'The Walking Dead's' Scott M. Gimple and Greg Nicotero on the Midseason Finale's Big Deaths and What's Next
The Governor (David Morrissey) in "The Walking Dead"
SPOILER ALERT: This article contains story line and character spoilers for "The Walking Dead."
Just so you know, "Walking Dead" fans: The writers and producers of the series aren't taking the deaths of major characters in Sunday's Season 4 midseason finale lightly, either. Sure, maybe no one's crying over the death of big baddie the Governor, but his death does mean the end of a compelling character, outstandingly performed by David Morrissey.
The same can be said of Scott Wilson, whose Hershel had become one of the most beloved characters for fans and the other actors on the AMC series. And Wilson … "TWD" showrunner Scott M. Gimple says it best. "I don't think I've ever used the word 'adore,' but I adore Scott Wilson," Gimple tells Yahoo TV.
Gimple and "TWD" executive producer, director, and special effects makeup whiz Greg Nicotero talked to Yahoo TV about why letting go of such stellar actors and characters is part of the larger story line of Season 4, about how the Governor is like Walter White, about how the second half of the season is like a different show, and, yes, about how we will find out the identity of the person who lured walkers to the prison fence with those rats.

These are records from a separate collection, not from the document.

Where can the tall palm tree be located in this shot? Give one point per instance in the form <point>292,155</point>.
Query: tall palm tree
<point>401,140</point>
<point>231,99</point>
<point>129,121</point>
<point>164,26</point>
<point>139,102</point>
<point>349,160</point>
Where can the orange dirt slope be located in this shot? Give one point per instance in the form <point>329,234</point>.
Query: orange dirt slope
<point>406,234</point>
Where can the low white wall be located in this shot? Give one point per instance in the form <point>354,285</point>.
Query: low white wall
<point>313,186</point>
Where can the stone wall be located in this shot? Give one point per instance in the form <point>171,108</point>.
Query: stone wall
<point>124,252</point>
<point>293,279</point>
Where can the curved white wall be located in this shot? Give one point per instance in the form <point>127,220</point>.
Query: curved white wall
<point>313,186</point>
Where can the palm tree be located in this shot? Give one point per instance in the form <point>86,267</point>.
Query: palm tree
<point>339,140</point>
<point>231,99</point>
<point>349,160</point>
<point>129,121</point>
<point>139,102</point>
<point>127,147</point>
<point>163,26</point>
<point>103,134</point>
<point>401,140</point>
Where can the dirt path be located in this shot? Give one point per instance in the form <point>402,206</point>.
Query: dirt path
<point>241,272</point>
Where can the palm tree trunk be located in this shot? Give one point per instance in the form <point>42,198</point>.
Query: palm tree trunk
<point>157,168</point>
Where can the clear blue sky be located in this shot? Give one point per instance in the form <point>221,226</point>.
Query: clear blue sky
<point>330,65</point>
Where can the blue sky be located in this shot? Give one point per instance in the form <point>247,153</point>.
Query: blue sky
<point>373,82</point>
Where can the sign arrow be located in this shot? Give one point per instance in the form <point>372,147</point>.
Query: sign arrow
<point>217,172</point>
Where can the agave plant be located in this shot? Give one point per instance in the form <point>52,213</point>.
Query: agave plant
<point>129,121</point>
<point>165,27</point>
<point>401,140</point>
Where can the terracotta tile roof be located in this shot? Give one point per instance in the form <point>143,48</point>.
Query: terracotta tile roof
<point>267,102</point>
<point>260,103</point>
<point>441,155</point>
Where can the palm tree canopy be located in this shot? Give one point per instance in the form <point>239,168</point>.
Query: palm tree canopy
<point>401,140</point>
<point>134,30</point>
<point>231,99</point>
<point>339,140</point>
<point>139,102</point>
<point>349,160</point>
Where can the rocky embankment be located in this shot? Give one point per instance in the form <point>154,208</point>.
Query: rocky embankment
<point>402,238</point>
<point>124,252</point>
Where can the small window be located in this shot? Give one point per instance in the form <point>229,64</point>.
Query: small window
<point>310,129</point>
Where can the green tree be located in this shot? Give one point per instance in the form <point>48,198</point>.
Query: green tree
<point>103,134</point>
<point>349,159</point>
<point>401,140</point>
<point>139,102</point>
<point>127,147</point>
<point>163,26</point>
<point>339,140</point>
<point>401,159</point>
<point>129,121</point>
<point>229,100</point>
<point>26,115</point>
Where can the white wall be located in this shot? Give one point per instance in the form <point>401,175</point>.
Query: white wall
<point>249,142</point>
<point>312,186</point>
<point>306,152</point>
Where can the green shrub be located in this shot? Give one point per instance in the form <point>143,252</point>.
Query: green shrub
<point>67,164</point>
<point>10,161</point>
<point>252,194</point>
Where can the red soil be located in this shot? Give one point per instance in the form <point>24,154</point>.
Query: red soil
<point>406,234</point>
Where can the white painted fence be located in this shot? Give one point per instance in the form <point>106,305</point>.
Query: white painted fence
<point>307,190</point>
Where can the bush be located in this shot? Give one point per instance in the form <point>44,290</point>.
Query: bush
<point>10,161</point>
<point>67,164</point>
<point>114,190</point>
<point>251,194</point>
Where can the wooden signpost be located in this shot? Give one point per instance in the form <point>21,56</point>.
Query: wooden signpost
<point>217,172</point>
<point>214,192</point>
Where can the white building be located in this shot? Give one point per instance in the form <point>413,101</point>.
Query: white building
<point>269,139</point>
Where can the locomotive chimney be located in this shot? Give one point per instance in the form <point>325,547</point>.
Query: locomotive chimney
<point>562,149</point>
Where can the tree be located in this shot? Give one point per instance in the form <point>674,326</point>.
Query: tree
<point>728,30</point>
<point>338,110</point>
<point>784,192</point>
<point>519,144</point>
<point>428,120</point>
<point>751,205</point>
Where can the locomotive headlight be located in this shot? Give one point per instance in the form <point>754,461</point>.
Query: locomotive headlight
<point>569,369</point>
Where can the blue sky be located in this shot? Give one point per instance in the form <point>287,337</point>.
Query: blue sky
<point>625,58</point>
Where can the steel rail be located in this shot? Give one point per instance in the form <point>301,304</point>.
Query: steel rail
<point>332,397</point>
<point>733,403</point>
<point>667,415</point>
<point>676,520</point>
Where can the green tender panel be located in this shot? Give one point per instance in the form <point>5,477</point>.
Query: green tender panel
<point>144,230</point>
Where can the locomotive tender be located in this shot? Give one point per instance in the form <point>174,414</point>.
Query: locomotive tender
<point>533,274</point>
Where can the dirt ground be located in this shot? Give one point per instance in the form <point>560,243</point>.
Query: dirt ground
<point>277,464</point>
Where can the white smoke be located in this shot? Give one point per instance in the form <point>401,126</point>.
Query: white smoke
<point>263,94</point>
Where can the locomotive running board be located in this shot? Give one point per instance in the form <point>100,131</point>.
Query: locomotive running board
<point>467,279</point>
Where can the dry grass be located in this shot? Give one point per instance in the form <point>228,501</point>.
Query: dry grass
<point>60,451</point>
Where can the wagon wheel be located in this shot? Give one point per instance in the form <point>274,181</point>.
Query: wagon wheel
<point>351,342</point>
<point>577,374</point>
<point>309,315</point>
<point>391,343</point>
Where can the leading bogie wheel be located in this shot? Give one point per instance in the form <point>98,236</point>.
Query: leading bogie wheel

Andrew Lincoln told us last week he had texted you a quote he read, "Tragedy is when right means right." That really resonated after the finale. The Governor went into the showdown with at least some good intention of protecting his new family. Is that quote a summary of the Governor's story?
Scott M. Gimple: Yeah, it's interesting … Andrew was sending me quotes throughout the season and just really nailing them even before the scripts would come out. The bottom line is the first five episodes are one story, and the next two episodes are another story. And they're through the point of view of Rick and the Governor, each of their stories crashing together and very much coming to their own individual ends at the end of this midseason finale. We see that king [chess piece] on the ground, and that's the end of that story with the Governor. And then we see Clara, from the season premiere, and that's the end of that story, and they're both individual stories that have their own "when right meets right."
Greg Nicotero: I remember sitting in the writers room when Scott pitched out — the way the process works is, the writers break the story, and then we all come in, and we sit around the conference table, and Scott pitches out the first eight episodes. And basically it's like telling you a story. One thing that I remember hearing Scott say over and over again is, "OK, this is the moment when this character's story ends. This part of their journey ends here, and then we will pick it up somewhere else down the road." So to be able to see the first five episodes and see where those characters are going … The first day we were shooting, Andy Lincoln was saying, "Yeah, you know, I don't know about Rick as a farmer. It feels unnatural and it just …" It was an interesting character choice for him. But when you go back now, and you look at Episode 1, and you see where Rick was, and what he is forced to do and what happens to him, every one of our characters in this first half of the season has had a well thought-out beginning, middle, and end [to their story arc].